Die Briefkästen diverser Finanzämter hat der Angeklagte offenbar gemieden und dort keine Umsatzsteuerjahreserklärungen eingeworfen. (Symbolbild) Foto: dpa

Ein 29-jähriger Angeklagter soll in den Jahren von 2011 bis 2016 insgesamt rund 1,5 Millionen Euro Umsatzsteuer hinterzogen haben. Die Staatsanwaltschaft wirft ihm vor dem Landgericht vor, illegal über Strohmänner in großem Stil mit Paletten und Gitterboxen gehandelt zu haben.

Plochingen - Zum Prozessauftakt vor der 13. Großen  Wirtschaftsstrafkammer des Stuttgarter Landgerichts ist schnell klar, dass der 29-jährige Angeklagte aus Plochingen als notorischer Steuerhinterzieher bezeichnet werden kann. Denn wegen eines solchen Delikts war der Türke schon im Jahr 2014 vom Amtsgericht Stuttgart zu einerzweijährigen Bewährungsstrafe verurteilt worden. Seit Ende November sitzt er nun wegen weiterer Betrügereien dieser Art in Untersuchungshaft und seit Dienstag vor Gericht. Ihm wird vorgeworfen zwischen 2011 und 2016 knapp 1,5 Millionen Euro Steuern hinterzogen zu haben. Laut der Anklage soll er den Umsatz aus seinem im großen Stil abgewickelten Handel mit Paletten und Gitterboxen an diversen Finanzämtern vorbei in die eigene Tasche gesteckt haben.

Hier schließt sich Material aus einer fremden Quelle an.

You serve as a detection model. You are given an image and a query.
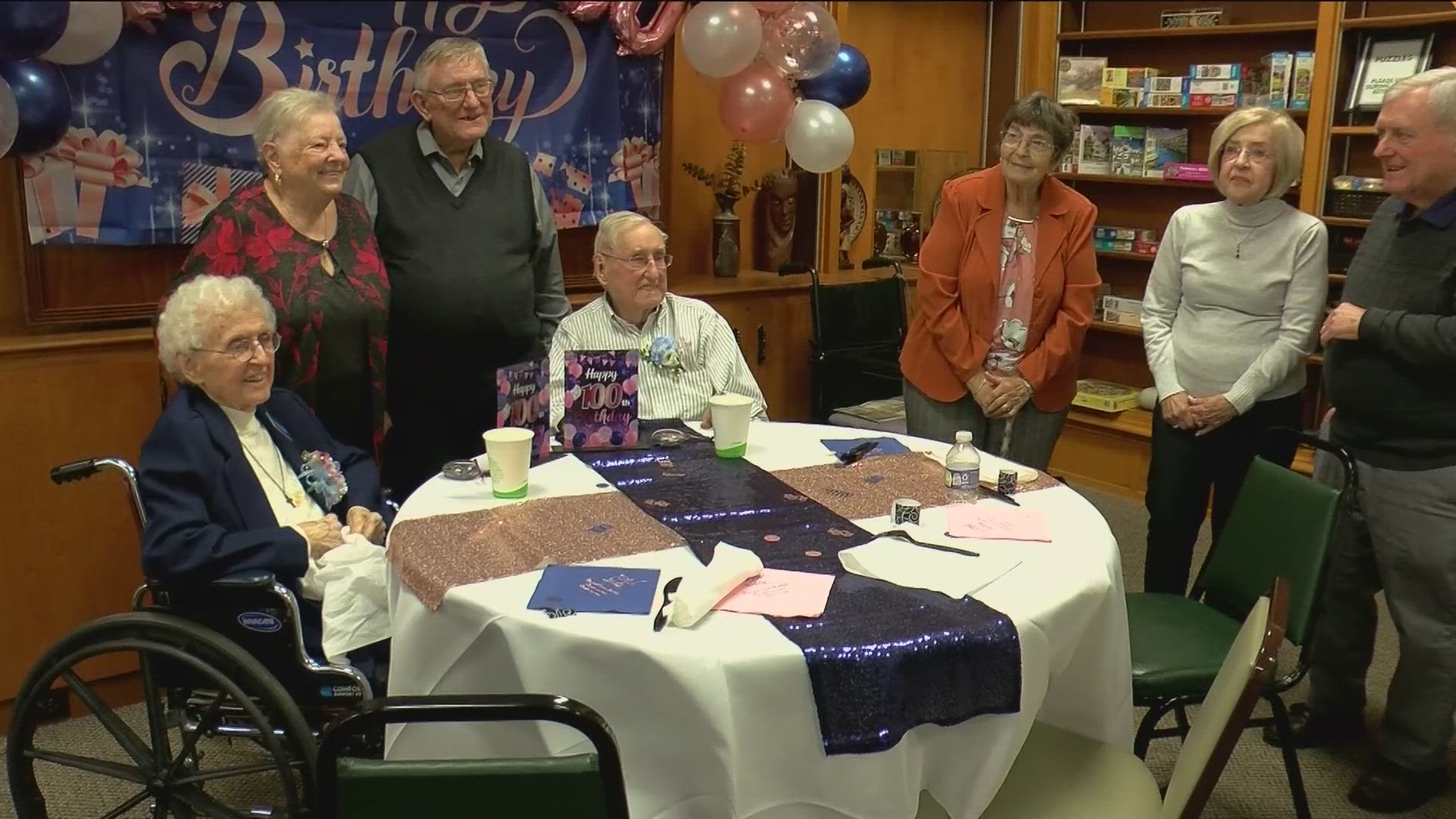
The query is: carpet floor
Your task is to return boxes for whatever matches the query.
[0,488,1456,819]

Firmen über Strohmänner gegründet

Bei seinen Geschäften soll der Mann ein gehöriges Maß an krimineller Energie an den Tag gelegt haben. Laut dem Staatsanwalt kaufte er in Polen Paletten und Gitterboxen über insgesamt fünf Firmen, die er – gegen Bezahlung seinerseits – von Strohmännern und -frauen hatte gründen lassen. Über diese Schiene wurde die Ware an Kunden weiterverkauft. Den vom Angeklagten verantworteten und von seinem Büro in Deizisau aus gesteuerten Firmen war eines gemein: Es wurden keine oder falsche Umsatzsteuererklärungen abgegeben. Auf die halb als Frage, halb als Feststellung zu verstehende Formulierung des Vorsitzenden Richters Frank Maurer, „Sie haben keine Steuererklärungen abgegeben, weil Sie keine Steuern zahlen wollten“, antwortet der Angeklagte: „Kann man so sagen.“

Der 29-Jährige räumt die Taten ein. Er stimmt dem Vorsitzenden Richter auch darin zu, nach der Verurteilung vor dem Amtsgericht „nahtlos so weitergemacht“ zu haben. Allerdings will er nur der Handlanger seines 49-jährigen Onkels gewesen sein, der sich in die Türkei abgesetzt habe. Dieser habe den Löwenanteil des illegal erwirtschafteten Geldes kassiert. „Aber das Problem ist: Jetzt sitzen Sie hier und nicht Ihr Onkel“, merkt Frank Maurer an.

Es droht eine lange Haftstrafe

Mit dem Onkel hatte der Angeklagte zuvor schon gemeinsame Sache gemacht. Mit dessen Transportunternehmen war er 2008 pleite gegangen, bevor der Palettenhandel begann. Mit der Steuerzahlungsmoral war es wohl nie weit her gewesen, weshalb der junge Mann schließlich vor dem Amtsgericht landete. In einem Vorgespräch zur Verhandlung vor dem Landgericht hatte der Staatsanwalt angekündigt, für den Angeklagten ein Strafmaß von mindestens fünf Jahren und acht Monaten Gefängnis zu fordern – falls dieser die 13 vorgeworfenen Taten „voll umfänglich“ gestehe. Die Verhandlung wird fortgesetzt.